Pile greens on a platter. Stir mustard into balsamic-honey dressing, then whisk in about 1 cup extra-virgin olive oil; pour over greens. Season greens with salt and pepper and garnish with walnuts, pomegranate seeds, shavings of Parmesan, and shallot.


Or I will brown some onion and garlic in olive oil, mix in the chard and maybe a little spinach, add a few red pepper flakes and a splash of balsamic vinegar.
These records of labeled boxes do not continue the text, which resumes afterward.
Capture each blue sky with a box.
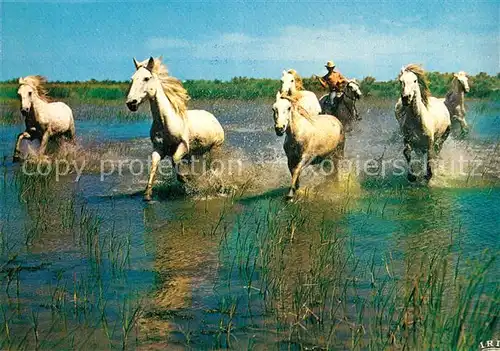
[0,0,500,80]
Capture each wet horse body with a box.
[394,64,451,181]
[280,69,321,116]
[444,71,470,134]
[127,57,224,201]
[273,92,345,199]
[13,76,75,161]
[319,80,363,126]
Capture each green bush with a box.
[0,72,500,101]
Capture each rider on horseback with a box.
[318,61,347,108]
[316,61,361,120]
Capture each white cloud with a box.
[146,37,191,50]
[148,19,499,78]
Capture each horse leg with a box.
[436,126,454,153]
[287,157,307,199]
[144,151,163,201]
[455,113,469,135]
[352,102,363,121]
[333,139,345,181]
[64,124,75,142]
[424,138,436,181]
[172,142,188,183]
[12,132,31,162]
[38,130,50,155]
[403,142,417,182]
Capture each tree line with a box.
[0,72,500,100]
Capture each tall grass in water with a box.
[0,162,141,350]
[210,201,500,350]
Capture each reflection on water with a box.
[0,101,500,349]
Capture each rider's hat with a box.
[325,61,335,68]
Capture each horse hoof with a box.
[177,174,187,183]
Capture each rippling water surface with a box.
[0,101,500,349]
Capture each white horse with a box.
[126,57,224,201]
[319,79,363,126]
[13,76,75,162]
[280,69,321,116]
[394,64,451,182]
[273,92,345,199]
[444,71,470,133]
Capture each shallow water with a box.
[0,101,500,349]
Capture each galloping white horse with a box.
[280,69,321,116]
[394,64,451,182]
[273,92,345,199]
[126,57,224,201]
[444,71,470,133]
[13,76,75,162]
[319,79,363,126]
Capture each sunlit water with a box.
[0,102,500,348]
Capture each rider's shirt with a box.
[319,71,347,92]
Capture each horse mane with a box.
[287,69,304,90]
[139,57,189,117]
[280,94,314,121]
[398,63,431,107]
[19,75,52,102]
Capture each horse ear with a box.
[146,57,155,71]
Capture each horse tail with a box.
[337,121,345,158]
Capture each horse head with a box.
[453,71,470,93]
[273,91,293,136]
[17,76,50,117]
[398,64,430,106]
[344,79,363,100]
[126,57,156,111]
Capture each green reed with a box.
[206,199,499,350]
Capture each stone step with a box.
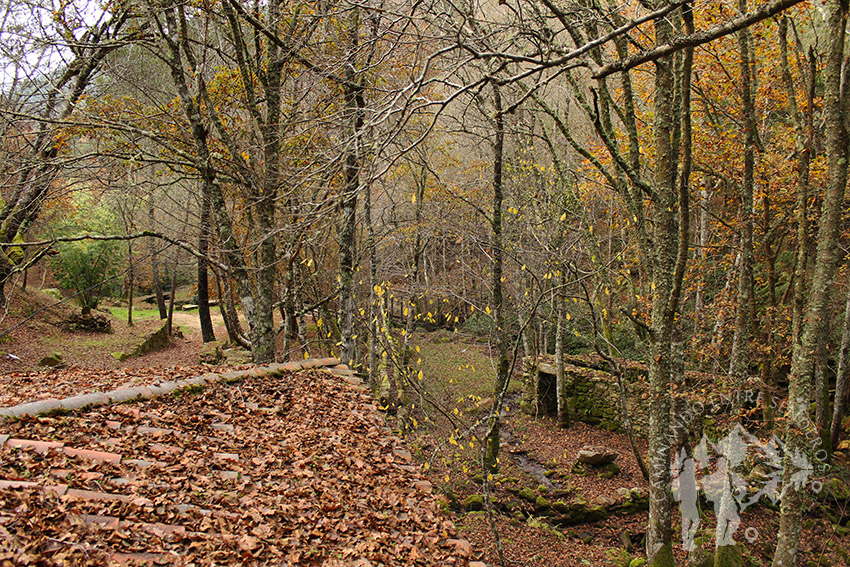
[6,439,65,454]
[62,447,121,465]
And maybe I won't wait until January to try this out!

October 4, 2009

Anniversary

This blog is two years old today, and what I wrote at the beginning is still true. Right now, I do not have a title or position or location that would commonly be considered a pastoral ministry. But even so, I do have that work; I am a minister. In these days when our community is so wounded, when relationships and trust are so shattered, when grief is overshadowed only by horror and disbelief, there are many who need a pastoral presence but do not know how or where to find it. It was this way after 9-11. Remember all those people who came to church those Sundays in September and October 2001, people who hadn't been in worship in years? They needed solace, care and community. Some of us need that now, too, and I encounter many who do not know where to go for help. So I go to them. I sit, I listen, I try to hear the fear that is under the words they speak. I do town meetings to talk about "security," but what I am really trying to do is to be a non-anxious presence.

In the eleven years since I was ordained as a Minister of Word and Sacrament, I have often worried about whether I would have a church. I don't worry about that today. Today, I know that my congregation is the world, that my calling is not to gather people in some Sunday morning sanctuary, but rather to go to the places of pain and confusion, fear and failure, sorrow and woe, to go where the people are in need and make a sanctuary there.

The prophet Isaiah (61:1-2) spoke words that found fulfillment in Jesus: "The spirit of the Lord God is upon me, because the Lord has anointed me....to bind up the brokenhearted,.... to comfort all who mourn." May these holy words, spoken to me at my ordination, continue to guide my work, my ministry, and give me strength and courage to be faithful to this odd calling that is mine.